Uydurma kelimelerin birçoğu, eşyalar üzerine alelacele konmuş etiketlere benzerler. Onlarda, bir basitlik ve yalınlık vardır. Halbuki kelimelerin pek çoğunun, yalın mânâlarından ayrı olarak, birtakım manevi yükleri de vardır. İşte kelime uyduranlar, işin bu yönünü unutmaktadırlar.
Uydurma kelimelere yalın mânâlar verilebilir, fakat manevi mânâlar onlara asla bir anda kazandırılamaz. Çünkü onlar, bir kelimenin etrafında zamanla teşekkül eden, bir kavmin içtimâi hayatı ile ve tarihi ile sıkı bağları olan mânâlardır. Onlar, yerden mantar biter gibi bir günde ortaya çıkan kelimelerin taşıdıkları söylenen mânâlardan değildir. Bazı misaller verelim:
Çok sevdiğiniz yavrunuza veya eşinize “Ah, benim hayatım!” diyeceğimiz yerde, “Ah, benim yaşantım!” diyebilir misiniz? Aklı başında bir kimse iseniz, bunu diyemezsiniz herhalde. Bu “yaşantı” kelimesi üzerinde biraz düşünürsek, bu uydurmanın nasıl yanlı bir kalıba dökülmüş olduğunu anlamakta güçlük çekmeyiz, sanırım.
Türkçede “-ıntı, -inti, -untu, -üntü” soneki ile biten “yıkıntı”, “süprüntü”, “sığıntı”, “döküntü” gibi kelimeler; bozukluk, değersizlik, parçalanma gibi manalar taşırlar; “yaşantı” da olsa olsa, normal bir hayattan ziyade, “bölükpörçük bozuk düzen bir hayat” mânâsına gelebilir. Bu da belki, “devrimci bir hayat” anlayışına uygun düşebilir. Eğer öyleyse, bir diyeceğimiz yok. Onların hayatı, pek âlâ, “yaşantı” olabilir. Fakat, biz yine de özbeöz Türkçe olan ve dilimizden herhalde daha birkaç yüzyıl çıkmayacak olan “hayat” kelimesini tercih etmeğe devam edeceğiz. Onlar isterlerse “yaşantı”“yeğleyebilirler”.

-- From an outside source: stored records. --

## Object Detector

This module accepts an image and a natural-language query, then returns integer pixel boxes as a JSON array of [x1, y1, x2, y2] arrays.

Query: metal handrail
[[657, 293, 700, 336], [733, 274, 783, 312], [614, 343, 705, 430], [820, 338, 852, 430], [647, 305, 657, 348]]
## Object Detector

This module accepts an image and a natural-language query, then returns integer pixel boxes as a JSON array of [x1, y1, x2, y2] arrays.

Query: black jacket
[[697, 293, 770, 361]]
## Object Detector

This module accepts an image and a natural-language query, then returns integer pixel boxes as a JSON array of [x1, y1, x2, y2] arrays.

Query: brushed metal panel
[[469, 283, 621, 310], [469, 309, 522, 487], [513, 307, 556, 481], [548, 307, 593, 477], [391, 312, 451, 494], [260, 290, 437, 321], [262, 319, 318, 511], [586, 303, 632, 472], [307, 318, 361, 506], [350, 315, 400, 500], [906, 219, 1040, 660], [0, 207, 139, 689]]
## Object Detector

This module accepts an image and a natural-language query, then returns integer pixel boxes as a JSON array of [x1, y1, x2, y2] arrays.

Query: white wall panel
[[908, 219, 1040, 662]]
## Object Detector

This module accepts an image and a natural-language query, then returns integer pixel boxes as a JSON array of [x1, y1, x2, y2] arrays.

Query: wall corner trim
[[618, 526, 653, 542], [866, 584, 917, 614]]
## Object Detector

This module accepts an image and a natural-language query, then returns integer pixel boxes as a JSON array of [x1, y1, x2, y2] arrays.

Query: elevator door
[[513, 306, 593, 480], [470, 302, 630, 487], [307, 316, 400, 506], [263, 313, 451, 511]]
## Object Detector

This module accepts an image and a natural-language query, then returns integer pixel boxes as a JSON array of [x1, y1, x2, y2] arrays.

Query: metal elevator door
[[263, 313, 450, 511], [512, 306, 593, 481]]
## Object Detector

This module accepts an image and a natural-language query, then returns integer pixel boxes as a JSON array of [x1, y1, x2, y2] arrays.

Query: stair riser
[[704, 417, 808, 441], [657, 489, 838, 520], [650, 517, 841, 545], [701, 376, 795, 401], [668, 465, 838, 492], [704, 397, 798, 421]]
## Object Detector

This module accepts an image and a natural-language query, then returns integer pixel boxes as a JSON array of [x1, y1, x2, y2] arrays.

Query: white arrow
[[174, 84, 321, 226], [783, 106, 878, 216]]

Uydurmacılık, Türkçe sanıldığından ve bu yazıda göstermeğe çalıştığımızdan çok daha pahalıya mal olmaktadır. Onunla silik, şahsiyetsiz, köksüz bir garip dil meydana gelmekte ve bu dili konuşanların kafasından milliyet ve tarih şuuru silinip atılmaktadır. Buna meydan vermemek için millî kültüre değer veren herkesin diline sahip çıkması, kaçınılmaz bir zaruret ve ihmal edilmemesi gereken bir vazifedir.